If you are a risk-taker, willing to bet on mid- and small-cap stocks, you could consider investing a portion of your corpus in Reliance Tax Saver Fund, which allows deductions under section 80C of the I-T Act.

The fund, though benchmarked against the BSE 100, invests 40-60 per cent of its corpus in mid- and small-cap stocks.

This allocation has helped its NAV double in the past year. Investors can take exposure to the fund through the systematic investment plan (SIP) route.

But note that each instalment is locked in for a period of three years for tax purposes.

Concentrated bets

Reliance Tax Saver tops the category across one, three and five years. As a strategy, the fund takes concentrated exposure in two or three sectors at any given point in time. It currently has invested almost 40 per cent of its assets in the auto and auto ancillaries, and industrial capital goods space. Hence, the fund may suit only investors with a high risk appetite.

Though this strategy makes the fund vulnerable to any adverse development in these sectors, it has worked well during phases when the market has rallied. The flexibility to go down the market cap curve and take sizeable exposure to high-conviction bets in mid- and small-cap stocks has boosted the fund’s returns during recovery rallies.

For instance, in the past year, the fund clocked gains in excess of 97 per cent, even as its benchmark rose by about 41 per cent. Large exposure to small-cap stocks in the auto components space, such as TVS Motors, Sundaram Clayton, Eicher Motors, Bharat Forge, Ramakrishna Forgings and Automotive Axles, have boosted performance.

Caps downside

Despite taking aggressive bets, barring the 2013 fall, the scheme has largely been able to contain downsides during corrective phases too.

The scheme’s annual returns have been higher than its benchmark over 75 per cent of the time in the last five years.
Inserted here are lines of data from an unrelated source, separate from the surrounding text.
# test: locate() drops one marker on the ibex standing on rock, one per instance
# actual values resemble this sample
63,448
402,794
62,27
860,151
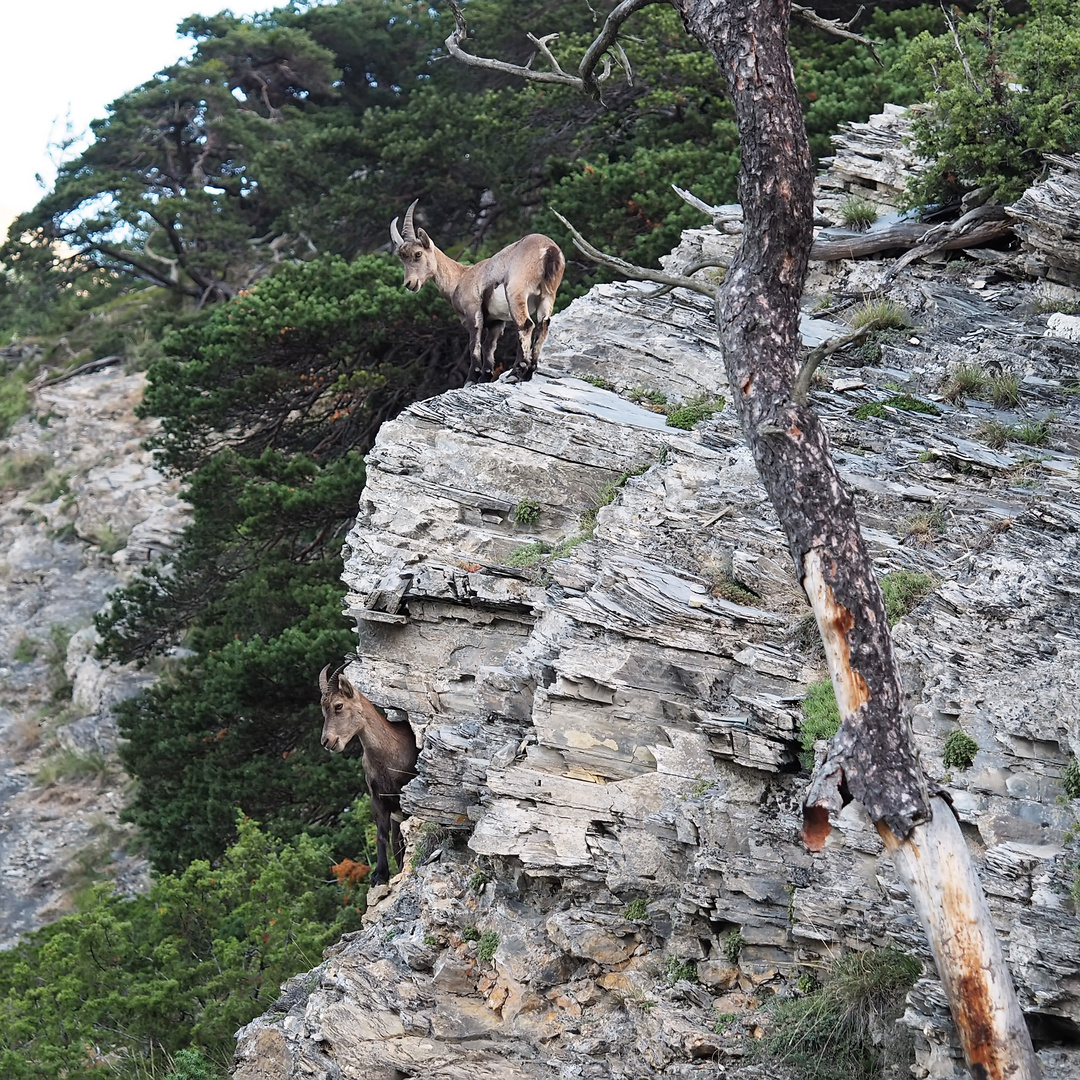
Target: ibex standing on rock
515,285
390,754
Systematic monthly investment in the Reliance Tax Saver Fund over the last five years would have delivered annual gains in excess of 29 per cent. In the last six months, the fund has increased exposure to financials, industrial capital goods, metals and IT. It has also pruned holdings in oil and gas, and pharma stocks. The fund is betting big on two-wheeler maker TVS Motors and has invested almost 10 per cent of the scheme’s assets in the stock.

The scheme held 52 stocks in its portfolio as of December 2014.